In sum, diaspora campaigning doesn’t necessarily win politicians votes from either migrants or their relatives, who probably already favor one side or the other. But communication between migrants and relatives more likely reinforces existing partisan attitudes within families. Those relatives might be more motivated to go out and win votes among neighbors and friends. And yet even if they don’t, politicians will continue to campaign abroad, because the perception that migrants have such influence persists.
And in politics, perception is everything.
Mexicans living in the US tend to vote for the PAN over the PRI. They have negative memories of PRI rule, one of the main reasons many of them left. In the case of El Salvador, the diaspora heavily favors the FMLN. That's because they fled government violence committed against the civilian population during the war. Presidential candidates don't win over voters in the US. The voters' loyalties were fixed prior to their leaving their home countries.
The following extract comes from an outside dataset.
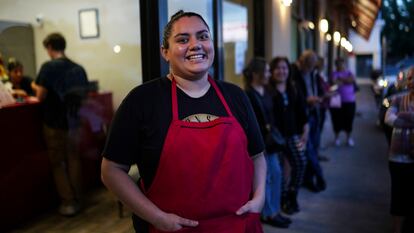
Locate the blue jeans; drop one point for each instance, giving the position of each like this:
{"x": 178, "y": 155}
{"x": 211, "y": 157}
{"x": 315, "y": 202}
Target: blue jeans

However, I don't know what to think in the case of Guatemala residing in the US can't vote. Parties raise some money here, I believe, but their fundraising and campaigning activities in the US are not as extensive as those of Salvadoran parties. And really, none of today's political parties existed when many of them left Guatemala. The PAN and the URNG have the longest political histories of any existing political parties. Perhaps there's less campaigning here (if there is) because fewer strategists and parties think that it matters compared to dynamics confronting other diaspora groups.

In El Salvador's case, candidates come to the US to explain their positions in order to gain the support of their family members at home. They want some money. However, they also visit in order to demonstrate to US officials that they are serious candidates, moderates, who the US should not worry about if elected. It appears that the battle over the Salvadoran diaspora community has been much more intense than it has been for the other Central American nations.

I interviewed Pablo Ceto about this in 2013.
MK: estaba pensando en qué es… bueno los guatemaltecos en los Estados Unidos no tienen una fuerza política en Guatemala como en El Salvador, porque hay muchos salvadoreños en los Estados Unidos que tienen fuerza entre los partidos allá, pero aquí nunca ví nada de esto.
Ceto: No, aquí ha habido más problemas de liderazgo en Estados Unidos.  Siempre hay una gente que quiere todo,  digno de los pasos, entonces los otros dicen no, mejor no.  Hay intentos, hay mucha gente de Estados Unidos, que no están por eso y solo para decirles, hagan esto, hagan lo otro.  
MK: casi dos millones de guatemaltecos allá mandan mucho dinero, pero 
Ceto: Hay esfuerzos, pero todavía no.  
I don't know. He thought that the diaspora was a potential source of money and know-how for the party-based left, but from its performance last weekend, it doesn't look like they succeeded.